Can robots brush hair?
Robots can’t really do everything. They can only fold laundry if you have a very flexible definition of “fold” and “laundry,” plus an unlimited budget and all the time in the world.So can they really brush hair?
Here’s a video from MIT showing their new hair-brushing robot. You can see that the robot is doing something that an observer could identify as brushing hair. We also noticed that the robot pulls hair up from the bottom of the wig and includes it in the next hair-brushing stroke. This would definitely tangle the hair if they let the robot continue.

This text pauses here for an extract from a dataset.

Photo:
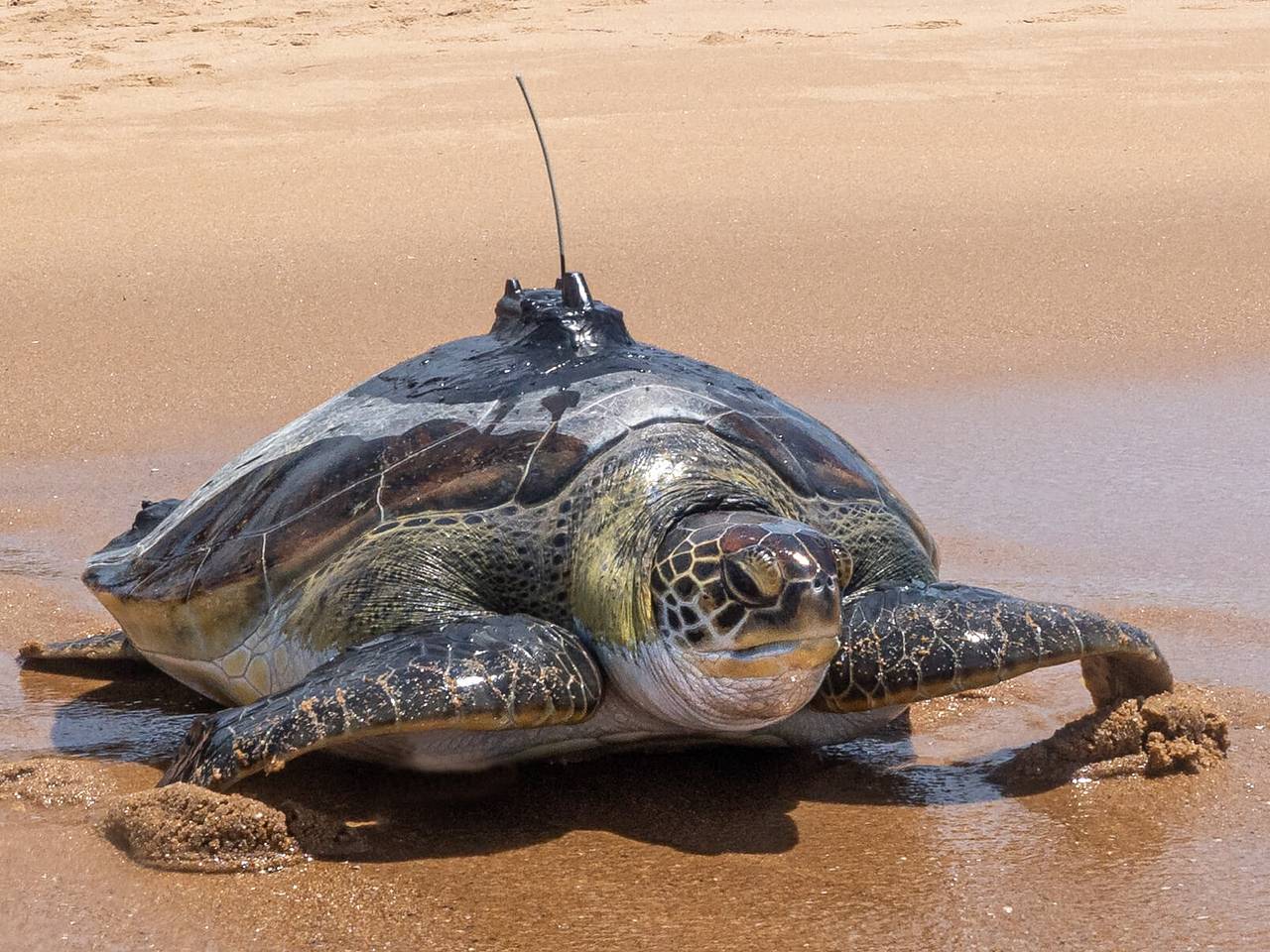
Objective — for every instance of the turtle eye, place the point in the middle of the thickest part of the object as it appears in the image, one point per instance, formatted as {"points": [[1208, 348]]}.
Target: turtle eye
{"points": [[844, 562], [753, 576]]}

We also notice that the hair in the wigs is not changed. It does not end up neater, more organized, or more attractive. The robot is doing something like hair brushing.
This video from a year ago shows a robot actually brushing hair on a human being’s head. Again, there is a hairbrushing-like movement, but even with a very cooperative human subtly flicking her hair out of the way before the next stroke, it’s hard to pretend that any actual hair brushing is taking place.
Obviously, robots like these aren’t doing much. But hair brushing isn’t always about results. In these examples, the researchers are thinking about stroke victims or patients in assisted-living facilities. A robot could brush patients’ hair to free up the staff in these facilities.
For years, various hair-brushing robots have used different kinds of models and programming to identify hair, to analyze its texture to brush appropriately for different degrees of curliness, and to avoid hurting the owner of the hair.
The sensors and programs involved have in MIT’s example figured out that untangling hair should start toward the end of the hair, not at the top. They also know that it takes more force to remove a tangle than just to move a hairbrush through hair which is not tangled. The model is sensitive to different levels of curl.
Back in 2010, Panasonic debuted a robot that could shampoo hair and blow-dry it, but it’s not clear whether it used a hairbrush or not. This was intended for hospitals and elder care facilities, but was tested in Japanese hair salons. It was gone by 2015, but we haven’t found out why. Maybe its mathematical models just weren’t up to the job.
In an assisted-care facility, it is very likely that hair brushing meets more than one need. Avoiding or removing tangles could be a real goal, but establishing a human connection and causing the patient to feel cared for is probably just as important. We don’t think the robot is going to accomplish that.
As robots take on tasks that have provided jobs for unskilled people in the past, brushing the hair of patients with limited mobility could be a very good example of a job that should be kept for human beings.